Une alliance italo-allemande anti-Scaf derrière le veto sur la reprise de Microtecnica par Safran?

L'acquisition par le Français Safran de Microtecnica, l'activité "commandes de vol" située en Italie de l'Américain Collins Aerospace, porte-t-elle atteinte à la sécurité nationale transalpine? C'est l'argument avancé par le gouvernement de Gorgia Meloni qui a publié un décret pour s'opposer à ce projet. Chez Safran, cette décision est "incompréhensible et ne répond à aucune logique".
"Nous avons été stupéfaits. Nous avons lu avec attention le décret signé par la Première ministre. Cette acquisition représenterait 'une menace exceptionnelle pour la sécurité nationale italienne'", s'étonne Olivier Andriès, PDG de Safran, en précisant à BFM Business qu'un accord avait été trouvé avec Collins Aerospace.
Le Français proposait 1,8 milliard d'euros pour cette acquisition stratégique sur laquelle les actifs italiens ne représentent que 15% de la transaction globale.
Une concertation entre Rome et Berlin
Le gouvernement italien craint que Safran ne livre pas les pièces de rechange de l'Eurofighter aux armées allemande et italienne. Cet avion de combat né d'une collaboration entre l'Allemagne, le Royaume Uni et l'Italie est le concurrent du Rafale, dont le moteur est fourni par Safran.
"C'est un procès d'intention", répond Olivier Andriès.
Cette explication est d'autant plus incompréhensible que l'équipementier français fournit déjà le train d'atterrissage de l'Eurofighter. "C'est assez ironique", regrette Olivier Andriès.
"L'essence même du métier d'équipementier est de fournir tous les acteurs d'une industrie. Dans le civil, nous fournissons aussi bien Boeing qu'Airbus", rappelle le dirigeant.
D'autres arguments, plus plausibles, pourraient expliquer le blocage italien. Les Américains pourraient par exemple ne pas apprécier qu'un Français devienne l'un des fournisseurs du F-35 via Microtecnica qui fournit à Lockheed Martin les commandes de vol du F-35, qui concurrence à la fois l'Eurofighter et le Rafale. Washington est-il intervenu dans ce dossier?
"Je ne crois pas à cela. À aucun moment je n'ai senti la main américaine dans le veto italien", nous a répondu le patron de Safran.

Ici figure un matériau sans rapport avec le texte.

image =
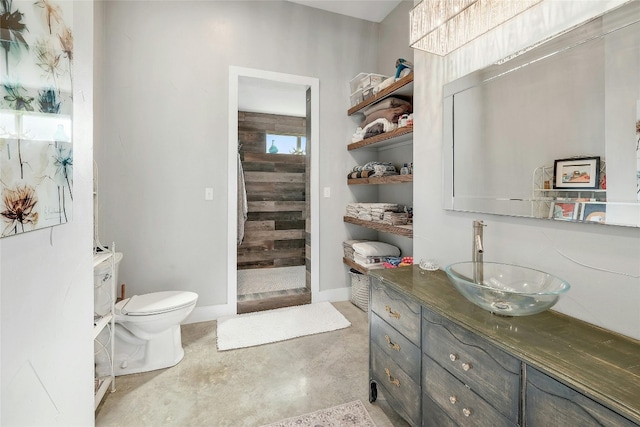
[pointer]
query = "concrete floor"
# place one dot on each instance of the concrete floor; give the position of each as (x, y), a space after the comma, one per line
(252, 386)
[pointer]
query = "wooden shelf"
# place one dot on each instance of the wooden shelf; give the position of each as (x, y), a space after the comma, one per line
(384, 139)
(351, 263)
(571, 190)
(379, 180)
(400, 230)
(403, 87)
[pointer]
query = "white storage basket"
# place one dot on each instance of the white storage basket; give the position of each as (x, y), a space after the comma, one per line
(360, 290)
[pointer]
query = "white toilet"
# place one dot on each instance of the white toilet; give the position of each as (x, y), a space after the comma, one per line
(147, 331)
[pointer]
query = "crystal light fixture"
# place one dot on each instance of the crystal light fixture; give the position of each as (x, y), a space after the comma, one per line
(442, 26)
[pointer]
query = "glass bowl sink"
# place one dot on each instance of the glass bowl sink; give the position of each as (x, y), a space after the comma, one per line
(505, 289)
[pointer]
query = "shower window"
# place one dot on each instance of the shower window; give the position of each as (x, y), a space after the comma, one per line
(286, 144)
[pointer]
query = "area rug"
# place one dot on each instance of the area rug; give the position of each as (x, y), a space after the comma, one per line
(251, 329)
(257, 280)
(350, 414)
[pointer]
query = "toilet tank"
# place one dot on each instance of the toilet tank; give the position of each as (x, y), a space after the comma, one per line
(102, 291)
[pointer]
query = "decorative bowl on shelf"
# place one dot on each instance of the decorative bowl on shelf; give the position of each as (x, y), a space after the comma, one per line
(505, 289)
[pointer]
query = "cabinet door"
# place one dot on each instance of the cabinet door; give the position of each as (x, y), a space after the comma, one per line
(397, 310)
(551, 403)
(489, 371)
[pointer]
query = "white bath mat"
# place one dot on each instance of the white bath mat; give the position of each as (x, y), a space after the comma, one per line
(251, 329)
(259, 280)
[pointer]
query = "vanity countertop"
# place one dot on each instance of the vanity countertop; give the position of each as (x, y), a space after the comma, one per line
(600, 364)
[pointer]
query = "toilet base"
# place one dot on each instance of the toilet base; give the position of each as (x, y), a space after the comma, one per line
(134, 355)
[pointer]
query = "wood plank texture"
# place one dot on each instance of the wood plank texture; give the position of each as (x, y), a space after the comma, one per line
(276, 194)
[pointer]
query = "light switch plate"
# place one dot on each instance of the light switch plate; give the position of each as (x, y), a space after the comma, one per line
(208, 193)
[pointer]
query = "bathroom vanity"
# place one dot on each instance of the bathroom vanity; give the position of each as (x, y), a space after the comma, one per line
(442, 361)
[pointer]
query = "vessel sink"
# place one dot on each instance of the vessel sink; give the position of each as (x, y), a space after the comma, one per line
(505, 289)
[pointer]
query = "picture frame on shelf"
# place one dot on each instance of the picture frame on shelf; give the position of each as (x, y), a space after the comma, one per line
(594, 212)
(564, 211)
(576, 173)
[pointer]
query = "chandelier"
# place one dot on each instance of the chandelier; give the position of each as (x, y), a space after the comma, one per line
(442, 26)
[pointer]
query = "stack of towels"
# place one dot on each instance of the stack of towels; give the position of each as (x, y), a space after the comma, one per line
(373, 254)
(373, 169)
(381, 117)
(395, 218)
(371, 211)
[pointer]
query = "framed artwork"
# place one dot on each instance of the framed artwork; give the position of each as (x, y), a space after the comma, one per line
(594, 212)
(566, 211)
(36, 105)
(577, 173)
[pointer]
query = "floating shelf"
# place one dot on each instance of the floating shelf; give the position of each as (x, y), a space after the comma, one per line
(351, 263)
(400, 230)
(378, 180)
(384, 139)
(403, 87)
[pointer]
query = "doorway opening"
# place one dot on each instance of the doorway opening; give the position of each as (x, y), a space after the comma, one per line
(275, 139)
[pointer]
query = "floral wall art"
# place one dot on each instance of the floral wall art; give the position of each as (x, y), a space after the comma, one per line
(36, 151)
(638, 148)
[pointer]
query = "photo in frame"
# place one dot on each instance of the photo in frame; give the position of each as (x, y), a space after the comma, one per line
(565, 211)
(594, 212)
(576, 173)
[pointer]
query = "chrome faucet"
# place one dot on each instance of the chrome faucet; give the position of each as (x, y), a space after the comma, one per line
(477, 252)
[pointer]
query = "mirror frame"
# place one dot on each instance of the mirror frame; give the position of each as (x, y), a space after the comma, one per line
(594, 28)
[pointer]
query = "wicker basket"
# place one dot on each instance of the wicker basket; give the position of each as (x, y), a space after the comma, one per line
(359, 290)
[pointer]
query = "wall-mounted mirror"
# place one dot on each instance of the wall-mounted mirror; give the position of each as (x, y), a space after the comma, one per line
(520, 137)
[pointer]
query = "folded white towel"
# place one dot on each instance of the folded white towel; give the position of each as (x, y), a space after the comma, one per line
(375, 249)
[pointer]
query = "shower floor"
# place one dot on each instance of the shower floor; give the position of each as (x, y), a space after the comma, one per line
(262, 280)
(269, 288)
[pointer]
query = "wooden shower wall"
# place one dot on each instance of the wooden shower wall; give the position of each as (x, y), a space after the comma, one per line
(275, 184)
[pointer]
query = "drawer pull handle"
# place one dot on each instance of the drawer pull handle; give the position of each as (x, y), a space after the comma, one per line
(393, 381)
(391, 313)
(392, 345)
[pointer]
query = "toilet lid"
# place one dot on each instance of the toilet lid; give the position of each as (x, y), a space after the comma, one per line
(156, 302)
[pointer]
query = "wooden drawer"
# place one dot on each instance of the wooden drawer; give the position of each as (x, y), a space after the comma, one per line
(401, 390)
(461, 404)
(402, 351)
(551, 403)
(397, 310)
(433, 415)
(490, 372)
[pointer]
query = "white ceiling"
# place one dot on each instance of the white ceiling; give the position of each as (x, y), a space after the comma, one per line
(369, 10)
(265, 96)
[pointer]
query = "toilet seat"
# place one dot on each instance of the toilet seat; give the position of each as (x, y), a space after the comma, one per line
(155, 303)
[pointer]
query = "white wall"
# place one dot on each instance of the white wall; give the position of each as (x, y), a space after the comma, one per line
(46, 285)
(601, 263)
(165, 130)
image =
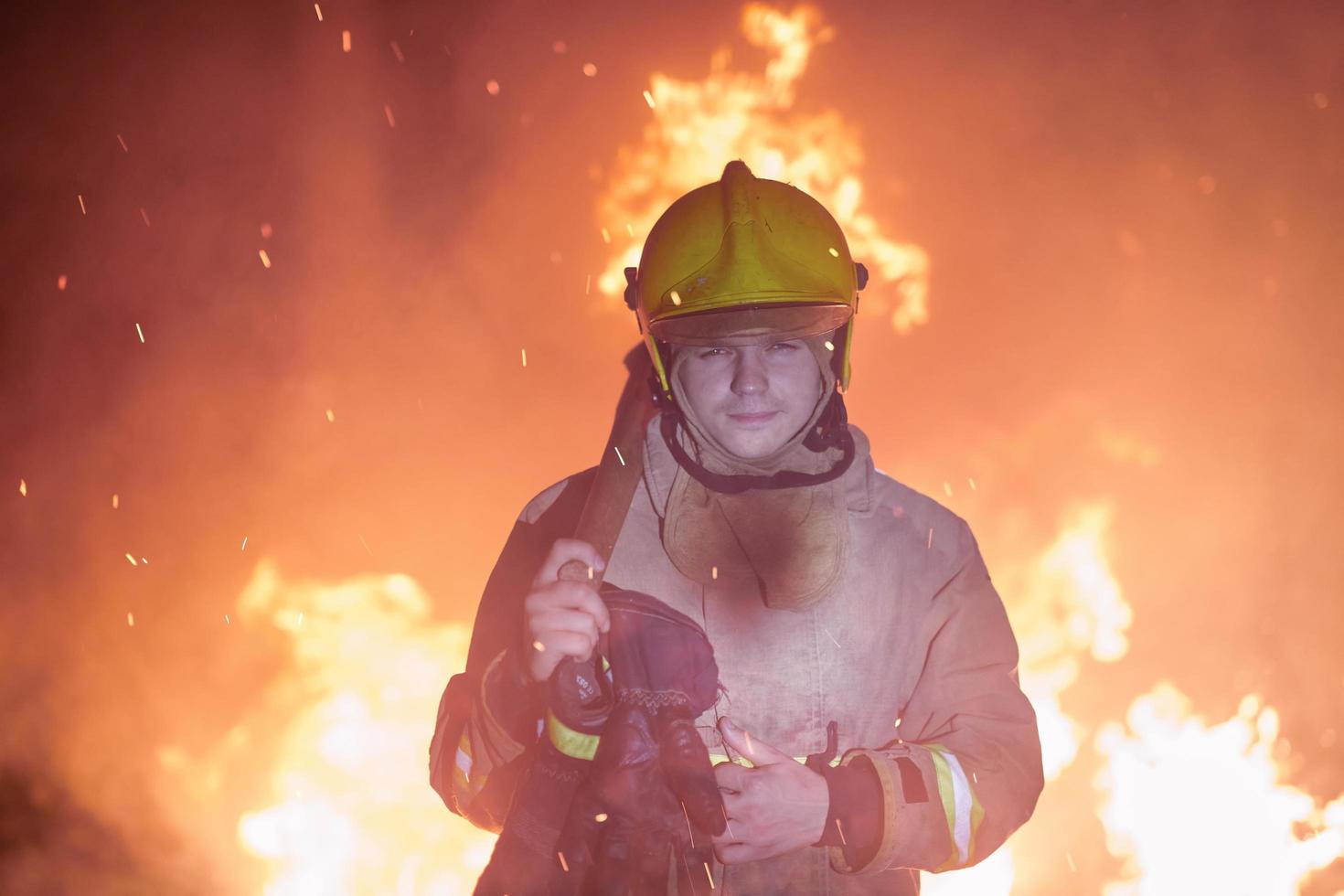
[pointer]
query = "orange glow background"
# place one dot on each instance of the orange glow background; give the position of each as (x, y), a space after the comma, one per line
(1132, 223)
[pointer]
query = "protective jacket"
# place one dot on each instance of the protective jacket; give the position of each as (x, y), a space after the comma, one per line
(912, 657)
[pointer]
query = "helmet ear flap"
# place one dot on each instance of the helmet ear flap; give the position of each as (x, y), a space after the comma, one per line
(632, 298)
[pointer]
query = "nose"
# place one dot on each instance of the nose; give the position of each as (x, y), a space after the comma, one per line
(749, 374)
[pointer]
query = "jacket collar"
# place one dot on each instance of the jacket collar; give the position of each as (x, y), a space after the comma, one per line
(660, 468)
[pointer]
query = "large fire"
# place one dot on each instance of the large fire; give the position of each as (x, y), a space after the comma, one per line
(322, 786)
(349, 810)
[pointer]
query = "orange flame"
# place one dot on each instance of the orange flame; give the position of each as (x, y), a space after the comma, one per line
(700, 125)
(1199, 809)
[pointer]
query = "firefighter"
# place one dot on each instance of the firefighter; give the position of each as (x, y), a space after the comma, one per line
(869, 724)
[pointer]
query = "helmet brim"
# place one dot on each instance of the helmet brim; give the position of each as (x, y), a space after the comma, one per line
(752, 324)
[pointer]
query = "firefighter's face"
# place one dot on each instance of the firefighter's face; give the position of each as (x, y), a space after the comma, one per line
(752, 398)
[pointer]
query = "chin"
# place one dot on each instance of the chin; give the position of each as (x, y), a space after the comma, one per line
(752, 445)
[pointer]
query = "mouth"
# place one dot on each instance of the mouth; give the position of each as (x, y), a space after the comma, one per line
(752, 420)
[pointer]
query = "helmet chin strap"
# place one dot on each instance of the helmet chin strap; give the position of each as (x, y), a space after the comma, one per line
(832, 430)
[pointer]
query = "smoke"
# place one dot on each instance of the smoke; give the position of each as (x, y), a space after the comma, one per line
(1131, 219)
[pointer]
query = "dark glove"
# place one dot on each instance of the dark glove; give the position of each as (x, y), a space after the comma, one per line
(649, 795)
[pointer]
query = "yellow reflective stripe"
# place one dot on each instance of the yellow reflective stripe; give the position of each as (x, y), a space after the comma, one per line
(569, 741)
(463, 766)
(718, 759)
(960, 805)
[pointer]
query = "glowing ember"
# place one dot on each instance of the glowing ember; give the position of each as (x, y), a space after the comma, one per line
(1199, 809)
(700, 125)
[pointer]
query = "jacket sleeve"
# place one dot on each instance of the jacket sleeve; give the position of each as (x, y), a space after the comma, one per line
(489, 713)
(966, 770)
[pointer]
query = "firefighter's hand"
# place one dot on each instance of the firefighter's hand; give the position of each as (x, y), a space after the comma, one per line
(773, 809)
(562, 618)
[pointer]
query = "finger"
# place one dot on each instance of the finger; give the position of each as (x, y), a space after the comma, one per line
(754, 749)
(562, 552)
(572, 595)
(735, 853)
(574, 621)
(558, 645)
(730, 775)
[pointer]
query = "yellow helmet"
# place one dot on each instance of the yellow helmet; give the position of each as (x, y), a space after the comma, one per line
(740, 258)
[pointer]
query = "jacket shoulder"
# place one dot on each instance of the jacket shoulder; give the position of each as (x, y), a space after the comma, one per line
(923, 524)
(563, 498)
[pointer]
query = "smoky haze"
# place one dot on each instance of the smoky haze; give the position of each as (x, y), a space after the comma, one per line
(1132, 215)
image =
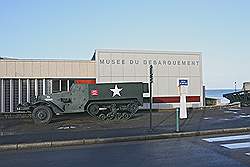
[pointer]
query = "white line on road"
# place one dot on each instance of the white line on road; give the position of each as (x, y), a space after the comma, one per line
(236, 145)
(227, 138)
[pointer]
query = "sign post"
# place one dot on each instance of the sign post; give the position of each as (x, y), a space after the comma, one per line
(150, 92)
(183, 89)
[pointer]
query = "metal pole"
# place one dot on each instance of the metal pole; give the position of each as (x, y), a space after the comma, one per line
(150, 94)
(177, 119)
(234, 86)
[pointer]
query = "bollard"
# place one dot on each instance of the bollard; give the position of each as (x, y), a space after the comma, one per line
(177, 119)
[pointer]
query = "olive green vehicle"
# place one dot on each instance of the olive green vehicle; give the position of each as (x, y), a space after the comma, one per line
(104, 101)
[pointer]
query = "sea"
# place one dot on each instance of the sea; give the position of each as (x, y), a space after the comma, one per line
(218, 94)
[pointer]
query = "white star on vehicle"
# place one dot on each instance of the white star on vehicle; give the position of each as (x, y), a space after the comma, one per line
(116, 91)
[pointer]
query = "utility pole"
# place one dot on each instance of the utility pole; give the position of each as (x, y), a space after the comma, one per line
(150, 93)
(235, 86)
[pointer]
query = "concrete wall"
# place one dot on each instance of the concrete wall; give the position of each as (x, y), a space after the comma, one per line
(47, 69)
(124, 65)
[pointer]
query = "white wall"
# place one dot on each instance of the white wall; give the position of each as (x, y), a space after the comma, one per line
(123, 65)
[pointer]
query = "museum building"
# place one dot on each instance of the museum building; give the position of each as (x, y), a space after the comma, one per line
(21, 80)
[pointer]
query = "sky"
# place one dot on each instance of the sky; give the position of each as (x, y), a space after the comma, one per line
(73, 29)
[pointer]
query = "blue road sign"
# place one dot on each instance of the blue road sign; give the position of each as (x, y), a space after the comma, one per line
(183, 82)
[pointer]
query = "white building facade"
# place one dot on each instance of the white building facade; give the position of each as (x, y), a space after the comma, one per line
(168, 68)
(22, 80)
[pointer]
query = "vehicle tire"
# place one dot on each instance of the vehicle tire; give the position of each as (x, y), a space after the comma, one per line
(42, 115)
(133, 107)
(93, 109)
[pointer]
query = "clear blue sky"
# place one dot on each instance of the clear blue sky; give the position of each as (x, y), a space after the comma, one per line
(73, 29)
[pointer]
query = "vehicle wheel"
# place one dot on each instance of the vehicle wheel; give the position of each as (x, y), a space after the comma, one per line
(102, 117)
(93, 109)
(133, 107)
(125, 116)
(42, 115)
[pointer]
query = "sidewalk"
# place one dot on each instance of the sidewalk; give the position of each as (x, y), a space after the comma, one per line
(82, 126)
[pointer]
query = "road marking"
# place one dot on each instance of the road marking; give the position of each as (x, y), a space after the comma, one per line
(227, 138)
(236, 145)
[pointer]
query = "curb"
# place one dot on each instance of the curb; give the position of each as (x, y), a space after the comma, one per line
(51, 144)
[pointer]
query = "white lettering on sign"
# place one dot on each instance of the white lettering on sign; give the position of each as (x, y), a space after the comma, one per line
(150, 62)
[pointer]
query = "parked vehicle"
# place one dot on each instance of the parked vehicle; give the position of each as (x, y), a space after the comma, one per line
(103, 101)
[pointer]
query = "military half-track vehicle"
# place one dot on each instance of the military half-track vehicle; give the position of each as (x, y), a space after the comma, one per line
(242, 96)
(105, 101)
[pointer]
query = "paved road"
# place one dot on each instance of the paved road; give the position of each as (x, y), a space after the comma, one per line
(194, 151)
(79, 126)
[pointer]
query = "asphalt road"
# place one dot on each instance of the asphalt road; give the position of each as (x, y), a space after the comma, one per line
(193, 151)
(79, 126)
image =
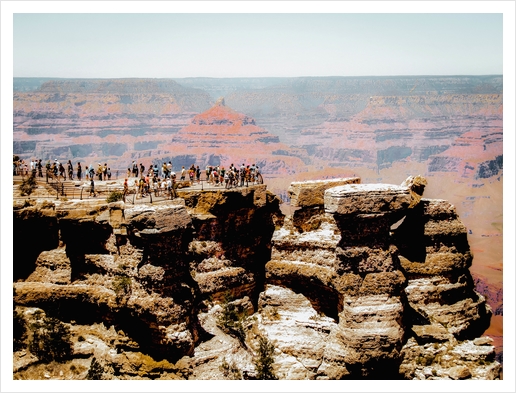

Une autre possibilité pourrait se situer du côté de l'Allemagne. Olivier Andriès dit d'ailleurs avoir constaté à la lecture du décret "une concertation entre Rome et Berlin".
Les commandes de vol d'un avion du futur
Cette obstruction ne serait pas seulement liée à l'Eurofighter. Elle pourrait aussi porter sur les deux programmes européens d'avions du futur, le Scaf -mené par la France, l'Allemagne et l'Espagne-, et le GCAP/Tempest -Royaume Uni, Italie et Japon.
En Allemagne, des voix s'élèvent pour qu'il n'y ait plus qu'un projet européen de système de combat aérien du futur pour des raisons de coût et de rationalité européenne. Le média britannique The Times a récemment dévoilé que des proches du chancelier Olaf Scholz travaillent soit à un rapprochement des deux programmes, soit à l'abandon du Scaf au profit du GCAP. Le ministre allemand de la Défense, Boris Pistorius, a vite démenti ces risques.
Mais l'affaire Microtecnica ramène aux tensions entre la France et l'Allemagne sur le Scaf au sujet des commandes de vol qui ont été confiées à Dassault plutôt qu'à Airbus. Le veto italien pris en concertation avec l'Allemagne est-il une réponse à la fermeté du constructeur du Rafale de ne pas partager ses brevets avec les industriels allemands?
"Tout est possible, mais je ne vais pas spéculer sur ce qui ne se dit pas. Je me base sur ce qui est écrit dans le décret", a déclaré Olivier Andriès quand nous lui avons posé cette question.